Further document specification of software dependencies

More extensive documentation of the Pimlico dependency system is provided in Module dependencies.

Execution: execute.py

Todo

This section is copied from Pimlico module structure. It needs to be re-written to provide more technical and comprehensive documentation of module execution.

Here is a sample executor for the module info given above, placed in the file execute.py.

from pimlico.core.modules.base import BaseModuleExecutor
from pimlico.datatypes.arrays import NumpyArrayWriter
from sklearn.decomposition import NMF

class ModuleExecutor(BaseModuleExecutor):
    def execute(self):
        input_matrix = self.info.get_input("matrix").array
        self.log.info("Loaded input matrix: %s" % str(input_matrix.shape))

        # Convert input matrix to CSR
        input_matrix = input_matrix.tocsr()
        # Initialize the transformation
        components = self.info.options["components"]
        self.log.info("Initializing NMF with %d components" % components)
        nmf = NMF(components)

        # Apply transformation to the matrix
        self.log.info("Fitting NMF transformation on input matrix" % transform_type)
        transformed_matrix = transformer.fit_transform(input_matrix)

        self.log.info("Fitting complete: storing H and W matrices")
        # Use built-in Numpy array writers to output results in an appropriate format
        with NumpyArrayWriter(self.info.get_absolute_output_dir("w")) as w_writer:
            w_writer.set_array(transformed_matrix)
        with NumpyArrayWriter(self.info.get_absolute_output_dir("h")) as h_writer:
            h_writer.set_array(transformer.components_)

The executor is always defined as a class in execute.py called ModuleExecutor. It should always be a subclass of BaseModuleExecutor (though, again, note that there are more specific subclasses and class factories that we might want to use in other circumstances).

The execute() method defines what happens when the module is executed.

The instance of the module’s ModuleInfo, complete with options from the pipeline config, is available as self.info. A standard Python logger is also available, as self.log, and should be used to keep the user updated on what’s going on.

Getting hold of the input data is done through the module info’s get_input() method. In the case of a Scipy matrix, here, it just provides us with the matrix as an attribute.

Then we do whatever our module is designed to do. At the end, we write the output data to the appropriate output directory. This should always be obtained using the get_absolute_output_dir() method of the module info, since Pimlico takes care of the exact location for you.
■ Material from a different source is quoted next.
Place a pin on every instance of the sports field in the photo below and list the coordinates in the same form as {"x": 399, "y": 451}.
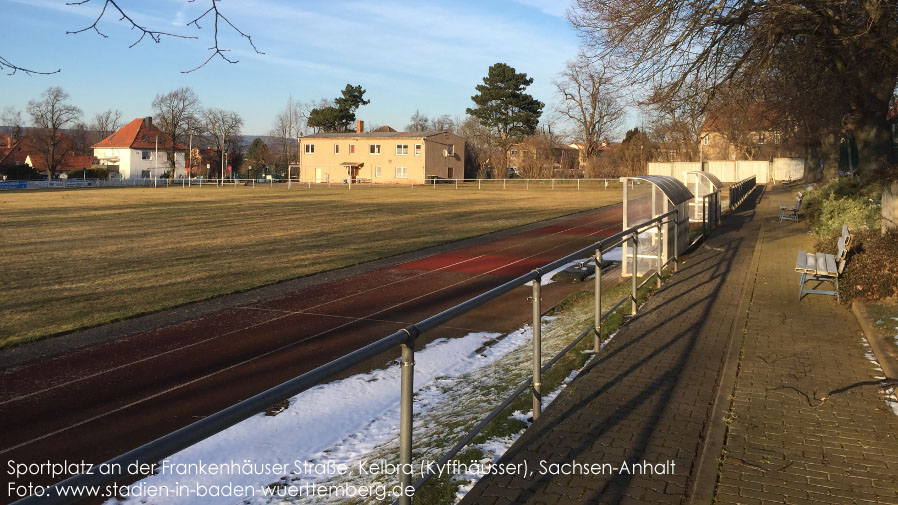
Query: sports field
{"x": 73, "y": 259}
Most Pimlico datatypes provide a corresponding writer, ensuring that the output is written in the correct format for it to be read by the datatype’s reader. When we leave the with block, in which we give the writer the data it needs, this output is written to disk.

Pipeline config

Pipeline config files are fully documented in Pipeline config. Refer to that for all the details of how modules can be used in pipelines.

Todo

This section is copied from Pimlico module structure. It needs to be re-written to provide more technical and comprehensive documentation of pipeline config. NB: config files are fully documented in Pipeline config, so this just covers how ModuleInfo relates to the config.

Our module is now ready to use and we can refer to it in a pipeline config file. We’ll assume we’ve prepared a suitable Scipy sparse matrix earlier in the pipeline, available as the default output of a module called matrix. Then we can add section like this to use our new module:

[matrix]
...(Produces sparse matrix output)...

[factorize]
type=myproject.modules.nmf
components=300
input=matrix

Note that, since there’s only one input, we don’t need to give its name. If we had defined multiple inputs, we’d need to specify this one as input_matrix=matrix.

You can now run the module as part of your pipeline in the usual ways.